Sometimes our lives make sense until one day, something changes, some accident or physical illness, or we simply can’t see so clearly anymore. Then the question arises: What is my mission statement? What is God asking of me now? And how do I live that out?

Sometimes the outer body hides the question the heart and mind struggle with. Our Christian vocation to listen for the Lord’s voice, to act in charity, to forgive, and to pray for all, remains.

Another elderly friend some years ago taught me how hidden the work of God can be. I had been on a poustinia day, a day of prayer and fasting, and upon my return Jim Guinan asked me how my day was.

“It was a challenging one,” I replied.

Jim then said “We never really know how ‘successful’ or good our poustinia days are.
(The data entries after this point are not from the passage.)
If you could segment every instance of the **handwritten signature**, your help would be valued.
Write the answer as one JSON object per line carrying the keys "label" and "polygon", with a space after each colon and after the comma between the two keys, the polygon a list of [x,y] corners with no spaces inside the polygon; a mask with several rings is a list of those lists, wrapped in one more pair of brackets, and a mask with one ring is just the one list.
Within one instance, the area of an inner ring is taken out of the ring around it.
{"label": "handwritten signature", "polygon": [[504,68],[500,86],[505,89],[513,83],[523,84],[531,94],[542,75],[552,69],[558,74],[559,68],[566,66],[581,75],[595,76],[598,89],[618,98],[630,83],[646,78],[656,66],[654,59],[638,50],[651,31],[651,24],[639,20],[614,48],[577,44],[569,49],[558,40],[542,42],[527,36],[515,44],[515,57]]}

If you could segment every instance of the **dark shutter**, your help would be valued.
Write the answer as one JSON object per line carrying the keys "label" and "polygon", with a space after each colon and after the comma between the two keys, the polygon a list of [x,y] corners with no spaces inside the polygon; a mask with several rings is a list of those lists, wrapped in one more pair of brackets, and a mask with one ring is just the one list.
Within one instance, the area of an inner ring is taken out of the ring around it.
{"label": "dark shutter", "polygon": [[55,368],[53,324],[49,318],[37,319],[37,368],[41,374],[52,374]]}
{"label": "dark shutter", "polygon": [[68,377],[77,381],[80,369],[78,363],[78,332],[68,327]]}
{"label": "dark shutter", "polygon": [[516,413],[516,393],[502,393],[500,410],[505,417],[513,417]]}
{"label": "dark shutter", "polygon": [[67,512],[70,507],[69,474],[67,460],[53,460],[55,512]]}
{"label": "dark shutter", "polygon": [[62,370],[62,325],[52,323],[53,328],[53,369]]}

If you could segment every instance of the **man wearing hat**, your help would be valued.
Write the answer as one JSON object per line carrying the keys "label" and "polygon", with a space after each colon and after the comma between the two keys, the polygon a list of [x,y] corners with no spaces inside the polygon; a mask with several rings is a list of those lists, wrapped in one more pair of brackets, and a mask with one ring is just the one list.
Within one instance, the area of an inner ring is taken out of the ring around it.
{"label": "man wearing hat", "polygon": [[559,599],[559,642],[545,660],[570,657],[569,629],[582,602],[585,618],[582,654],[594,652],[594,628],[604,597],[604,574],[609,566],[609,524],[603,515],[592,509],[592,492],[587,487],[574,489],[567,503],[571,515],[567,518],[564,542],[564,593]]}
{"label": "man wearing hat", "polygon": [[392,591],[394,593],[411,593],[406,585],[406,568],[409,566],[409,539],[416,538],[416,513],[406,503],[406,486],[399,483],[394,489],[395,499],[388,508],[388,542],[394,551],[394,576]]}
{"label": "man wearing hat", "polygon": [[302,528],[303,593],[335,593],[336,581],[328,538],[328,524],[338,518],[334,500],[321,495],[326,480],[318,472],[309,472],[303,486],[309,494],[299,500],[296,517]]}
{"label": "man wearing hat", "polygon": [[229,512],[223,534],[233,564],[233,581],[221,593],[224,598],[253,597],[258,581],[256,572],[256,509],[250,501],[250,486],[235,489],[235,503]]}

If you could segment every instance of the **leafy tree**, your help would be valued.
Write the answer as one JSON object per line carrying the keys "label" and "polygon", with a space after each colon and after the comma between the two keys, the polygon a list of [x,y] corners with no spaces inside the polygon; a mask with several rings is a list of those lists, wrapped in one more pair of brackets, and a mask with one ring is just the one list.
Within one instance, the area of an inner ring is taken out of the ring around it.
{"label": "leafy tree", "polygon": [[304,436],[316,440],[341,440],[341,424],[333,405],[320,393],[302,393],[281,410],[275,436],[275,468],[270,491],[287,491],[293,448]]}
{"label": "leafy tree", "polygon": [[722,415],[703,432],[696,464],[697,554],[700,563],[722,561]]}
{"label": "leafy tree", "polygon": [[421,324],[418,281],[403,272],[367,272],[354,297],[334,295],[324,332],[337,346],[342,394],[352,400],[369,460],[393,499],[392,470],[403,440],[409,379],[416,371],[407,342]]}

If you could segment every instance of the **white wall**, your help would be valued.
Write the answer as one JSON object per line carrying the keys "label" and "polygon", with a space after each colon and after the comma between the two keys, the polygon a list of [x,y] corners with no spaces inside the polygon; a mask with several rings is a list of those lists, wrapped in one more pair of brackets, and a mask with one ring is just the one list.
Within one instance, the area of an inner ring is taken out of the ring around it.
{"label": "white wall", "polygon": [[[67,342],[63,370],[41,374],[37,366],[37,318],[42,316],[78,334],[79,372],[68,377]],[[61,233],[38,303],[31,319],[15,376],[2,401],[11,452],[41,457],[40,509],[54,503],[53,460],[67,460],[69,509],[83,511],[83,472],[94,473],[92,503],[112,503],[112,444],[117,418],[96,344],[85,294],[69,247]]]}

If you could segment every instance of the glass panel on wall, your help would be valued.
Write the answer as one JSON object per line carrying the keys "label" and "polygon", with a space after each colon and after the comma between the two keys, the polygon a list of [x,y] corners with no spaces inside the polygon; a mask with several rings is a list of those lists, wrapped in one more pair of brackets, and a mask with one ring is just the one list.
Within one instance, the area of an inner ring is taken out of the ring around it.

They are hidden in God.”

Yes, it’s so true. We don’t know the answer to these questions. Now I am seeing this same question about the meaning of their lives in those who live at Visitation.

Yet these, their last days, might well be the most fruitful, the most important, the most beautiful of their very full, service-filled, given-over, varied lives.

Here is another lesson of the heart. This one I learned from my father.

Maybe you’ve noticed this yourself: as good-living and holy people age, they become more themselves. And people recognize it. It’s a fascinating thing to behold and one of the great, hidden works which I so enjoy seeing.

I noticed this in my father as he was nearing death. He became gentler—if that was possible—kinder and more thoughtful.

One day when he was in his last weeks of life, my father asked me where my mother was. We were caring for him at home. I told him that she had gone out with her sister on an errand and to have some lunch.

His response has never left me. “Oh, good,” he said. “I’m glad. You know, it’s hard for your mother these days.”

Yes, he was right, these days were difficult and the reality of saying “good bye” was with us each day. But, really? He’d been bedridden and dying for many weeks by then, yet he was still thinking of others. This spoke volumes to me of how his life had been distilled.

This last example happened on Christmas morning, as I went into the Visitation wing. I knew that Laurette Patenaude was up and having her coffee in her room, and I wanted to greet her and wish her a merry Christmas.

When I entered her room, I could see that there was something less than merry in what was happening there.

Laurette was struggling with something she was carrying and she managed to get out the words, “The babies … the babies … I can’t stop thinking about the babies.”

“The babies in the womb?” I asked.

“Yes, the babies in the womb, the babies who’ve died. Oh, the babies!” She struggled. I could see that the carrying of this burden of the babies was Laurette’s prayer. It was how she was praying and how the Lord had put this reality on her heart.

This was quintessential Laurette. She knew something which could only be articulated in the simple words, “the babies,” and yet it was so much more. She carried those children lost to abortion, the children who need prayers, the unloved children. All this was summed up in the prayer of her heart.

When I entered into this troubled place this past Christmas morning with Laurette, I knew it was a holy place where she carried others. Then I left her alone to continue to give her prayer to the Father.

Simplicity, beauty, peace, and joy, the beatitudes we are called to live flower each day at Our Lady of the Visitation. Sometimes it is in an articulate way, sometimes from a purity gushing forth from the heart. But always it is a blessing.

For this and for the gift of working at Visitation, I am truly grateful.